Let's talk about lawns. In a word, size matters. Mine is tiny. The square-footage of our Morrisonville lawn is barely larger than that of our king-sized bed.
It was a lot smaller when we moved here in the early '70s and has, at times, both grown and shrunk since then. Our driveway on the west side was nonexistent 40 years ago. We had grandfathered legal access to the horseshoe entrance/exit used by owners of the huge building in front, as the two properties were once part of an estate. However, a neighbor squabble led us to transform a grassy and bush-covered strip into a paved driveway.
We later acquired a slice of land on the east side next to the Morrisonville Fire Department and broke out the grass seed.
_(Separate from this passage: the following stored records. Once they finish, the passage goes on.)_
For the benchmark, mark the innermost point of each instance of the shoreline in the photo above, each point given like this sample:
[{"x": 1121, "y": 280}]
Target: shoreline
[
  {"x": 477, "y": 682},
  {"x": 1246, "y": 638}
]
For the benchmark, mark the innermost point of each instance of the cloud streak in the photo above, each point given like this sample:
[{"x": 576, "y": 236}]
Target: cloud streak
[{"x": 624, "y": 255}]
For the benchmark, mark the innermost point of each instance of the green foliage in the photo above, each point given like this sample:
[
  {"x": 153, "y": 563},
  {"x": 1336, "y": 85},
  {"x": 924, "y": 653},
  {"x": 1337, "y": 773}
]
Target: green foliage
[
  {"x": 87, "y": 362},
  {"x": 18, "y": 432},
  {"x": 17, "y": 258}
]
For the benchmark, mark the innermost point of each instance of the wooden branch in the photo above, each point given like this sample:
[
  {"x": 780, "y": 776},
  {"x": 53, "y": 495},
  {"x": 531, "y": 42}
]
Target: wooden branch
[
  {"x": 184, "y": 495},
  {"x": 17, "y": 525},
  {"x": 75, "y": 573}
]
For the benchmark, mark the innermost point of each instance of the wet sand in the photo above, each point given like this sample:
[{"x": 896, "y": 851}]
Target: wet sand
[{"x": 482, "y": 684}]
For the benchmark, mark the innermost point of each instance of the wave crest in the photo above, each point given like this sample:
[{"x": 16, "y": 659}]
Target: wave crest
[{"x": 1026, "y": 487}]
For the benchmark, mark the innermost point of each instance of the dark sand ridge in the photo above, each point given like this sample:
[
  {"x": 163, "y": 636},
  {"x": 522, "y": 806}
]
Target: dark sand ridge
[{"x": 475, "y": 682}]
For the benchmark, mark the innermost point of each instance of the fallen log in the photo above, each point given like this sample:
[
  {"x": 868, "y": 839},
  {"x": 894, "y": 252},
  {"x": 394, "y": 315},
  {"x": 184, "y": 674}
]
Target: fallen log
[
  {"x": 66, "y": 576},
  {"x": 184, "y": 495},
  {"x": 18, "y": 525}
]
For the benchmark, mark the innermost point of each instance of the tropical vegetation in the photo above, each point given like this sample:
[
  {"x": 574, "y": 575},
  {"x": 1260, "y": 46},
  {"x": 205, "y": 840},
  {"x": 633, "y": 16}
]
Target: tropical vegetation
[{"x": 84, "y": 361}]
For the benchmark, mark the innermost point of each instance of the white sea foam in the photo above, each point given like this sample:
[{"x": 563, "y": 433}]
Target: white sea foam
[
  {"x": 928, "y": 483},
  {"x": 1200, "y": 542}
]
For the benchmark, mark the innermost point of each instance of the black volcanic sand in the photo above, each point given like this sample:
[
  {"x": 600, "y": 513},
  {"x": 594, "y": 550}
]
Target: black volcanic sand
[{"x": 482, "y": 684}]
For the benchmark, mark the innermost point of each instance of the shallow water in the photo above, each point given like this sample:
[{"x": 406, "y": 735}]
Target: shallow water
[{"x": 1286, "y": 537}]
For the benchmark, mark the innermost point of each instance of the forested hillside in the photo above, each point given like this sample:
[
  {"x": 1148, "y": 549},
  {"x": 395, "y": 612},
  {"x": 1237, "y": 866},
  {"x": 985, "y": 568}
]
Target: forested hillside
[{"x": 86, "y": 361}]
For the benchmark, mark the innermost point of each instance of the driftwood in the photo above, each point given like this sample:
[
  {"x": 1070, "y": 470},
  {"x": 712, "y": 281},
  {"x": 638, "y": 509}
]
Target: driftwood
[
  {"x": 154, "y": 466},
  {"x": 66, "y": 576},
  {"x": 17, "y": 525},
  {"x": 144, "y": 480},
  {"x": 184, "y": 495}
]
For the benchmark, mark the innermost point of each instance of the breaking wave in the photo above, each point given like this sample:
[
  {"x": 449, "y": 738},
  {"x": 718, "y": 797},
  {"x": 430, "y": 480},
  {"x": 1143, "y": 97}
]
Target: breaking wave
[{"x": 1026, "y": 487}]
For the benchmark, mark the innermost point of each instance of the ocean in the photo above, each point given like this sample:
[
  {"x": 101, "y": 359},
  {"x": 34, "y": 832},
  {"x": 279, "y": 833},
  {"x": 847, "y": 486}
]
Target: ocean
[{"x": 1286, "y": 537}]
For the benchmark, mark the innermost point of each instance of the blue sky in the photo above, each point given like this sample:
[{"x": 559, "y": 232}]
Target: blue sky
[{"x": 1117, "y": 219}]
Much of our current front lawn was formerly asphalt used for parking. We dug that all up, hauled in black dirt, leveled it off and broke out more grass seed. The petroleum from the asphalt had compromised the soil deep underground, and getting seed to grow there was nearly impossible. We fertilized and neutralized. We prayed and we swore, and just when the lawn finally began to germinate, we awoke one morning to a huge sinkhole right in front of our kitchen. What the ...!
An ancient sewer structure constructed of railroad ties had rotted away, and overnight we had a major depression figuratively and literally. It's lucky people and pets weren't swallowed up. I called a dear friend with a front-end loader, and he came with a bucket of beautiful earth, filled in the hole, leveled it off and went on his way. He never sent a bill. What a guy.
Our visiting son-in-law from Long Island put down seed and fertilizer. He's a lawn-and-garden expert and, before long, grass began to grow. It looked great this spring. April showers were more than abundant, as you might recall, and we were in lawn heaven.